NAND Flash Power Loss Protection (PLP)

What is Power Loss Protection (PLP)?

Power Loss Protection (PLP) technology safeguards the data integrity of solid-state drives (SSDs) equipped with a DRAM cache during unexpected power outages. Utilizing capacitors, PLP extends the duration available to transfer data from the DRAM cache to the SSD's permanent flash memory. 

Firmware-based PLP is engineered to mitigate data loss risks by enabling the firmware to reconstruct the mapping table during the next power-on sequence after a power loss event.  

In NAND flash products, the mapping table is a crucial data structure used by the NAND flash controller to keep track of the physical location of data stored in the NAND flash memory chips. It acts as a translation mechanism between the logical addresses provided by the host system (such as Logical Block Addresses or LBAs) and the physical locations of the data within the NAND flash memory. The firmware of the controller ensures an update of this mapping table whenever data is written or shuffled in the NAND flash. This operation is crucial for the firmware to locate the latest location of the data when the device is turned off and on again. All the newly written data is accompanied by tags or spare bytes containing essential information such as Logical Block Address (LBA), Error Correction Codes (EEC), and other structural data. 

The NAND flash firmware employs GPIO (General Purpose Input/Output) Pin monitoring to identify power drop occurrences. Upon detection, the firmware triggers a suspension of internal SSD processes which include functions like garbage collection and wear leveling. This interruption aims to prevent potential data corruption. Following this, a rapid process initiates where cached user data, and the firmware mapping table are swiftly transferred to an allocated temporary block designated for emergency data backup within the NAND flash. 

Upon subsequent power-up, the NAND flash product undergoes a sequence wherein it retrieves the previously flushed data from the emergency backup block during the initial boot phase. This data is then restructured and relocated to a dynamically assigned block within the NAND flash, ensuring proper and secure storage for normal operations. 

Experimental setup: 

An OakGate testing system is used for validating the power-loss protection feature with the objective of guaranteeing that the retrieved data functions fully work after a power-loss event. This in-depth testing approach ensures IM SSDs operate reliably in industrial and embedded applications that may involve sudden power interruptions. 
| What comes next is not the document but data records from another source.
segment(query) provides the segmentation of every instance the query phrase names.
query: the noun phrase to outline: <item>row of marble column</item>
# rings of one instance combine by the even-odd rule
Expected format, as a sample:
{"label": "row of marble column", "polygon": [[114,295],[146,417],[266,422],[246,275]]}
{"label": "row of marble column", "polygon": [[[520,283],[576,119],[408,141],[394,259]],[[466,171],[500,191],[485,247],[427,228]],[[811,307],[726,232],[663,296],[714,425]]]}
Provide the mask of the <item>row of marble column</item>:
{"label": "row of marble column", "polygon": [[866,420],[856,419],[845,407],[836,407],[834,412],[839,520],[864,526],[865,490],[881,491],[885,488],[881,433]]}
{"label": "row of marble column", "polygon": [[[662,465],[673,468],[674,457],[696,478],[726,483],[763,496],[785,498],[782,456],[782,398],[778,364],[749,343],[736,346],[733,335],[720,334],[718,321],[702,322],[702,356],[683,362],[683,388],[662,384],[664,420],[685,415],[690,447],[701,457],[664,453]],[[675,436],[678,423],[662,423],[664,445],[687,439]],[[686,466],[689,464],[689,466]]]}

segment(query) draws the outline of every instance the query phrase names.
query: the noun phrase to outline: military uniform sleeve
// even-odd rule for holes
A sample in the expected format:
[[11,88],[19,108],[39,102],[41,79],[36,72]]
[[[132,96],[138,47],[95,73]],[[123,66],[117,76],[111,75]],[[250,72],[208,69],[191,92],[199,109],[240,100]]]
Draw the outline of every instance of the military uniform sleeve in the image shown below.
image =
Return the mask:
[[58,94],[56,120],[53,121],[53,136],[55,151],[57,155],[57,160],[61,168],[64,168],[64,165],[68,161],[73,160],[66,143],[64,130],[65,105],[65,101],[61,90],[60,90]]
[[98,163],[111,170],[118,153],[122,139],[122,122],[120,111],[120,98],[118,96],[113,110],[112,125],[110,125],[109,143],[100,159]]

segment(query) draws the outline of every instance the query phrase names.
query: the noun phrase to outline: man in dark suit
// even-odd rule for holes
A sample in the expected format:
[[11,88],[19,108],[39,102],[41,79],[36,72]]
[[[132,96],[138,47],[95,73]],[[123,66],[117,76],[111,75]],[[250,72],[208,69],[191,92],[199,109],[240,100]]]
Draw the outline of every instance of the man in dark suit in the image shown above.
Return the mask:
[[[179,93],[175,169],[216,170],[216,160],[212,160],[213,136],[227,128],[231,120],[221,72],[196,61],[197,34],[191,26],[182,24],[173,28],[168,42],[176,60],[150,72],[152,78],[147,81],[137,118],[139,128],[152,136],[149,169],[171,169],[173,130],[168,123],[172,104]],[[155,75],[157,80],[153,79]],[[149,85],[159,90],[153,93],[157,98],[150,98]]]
In the experimental observations, the IM NAND flash products observed a maximum hold up time of around 25ms. It is very necessary to understand that the hold time varies with drive configurations and not on NAND flash itself. 

A comparison between hold up time with and without FW power loss protection. 


Firmware PLP protection stands out as a robust measure taken to avoid data loss, particularly in enterprise storage applications.
For instance: 

  • In RAID setups, where NAND flash products work collectively, the ability to recover data after a power failure is pivotal. This ensures the integrity of the RAID array, preventing potential data loss resulting from one or more failed array members causing the array to go offline. 

  • In scenarios where NAND flash products are part of a shared pool of storage serving multiple hosts and segmented into various Logical Unit Numbers (LUNs), maintaining high availability is critical. Firmware-based PFAIL (Power Fail) protection guarantees the successful recovery of NAND flash products servicing these LUNs and hosts, assuring uninterrupted operation and data integrity.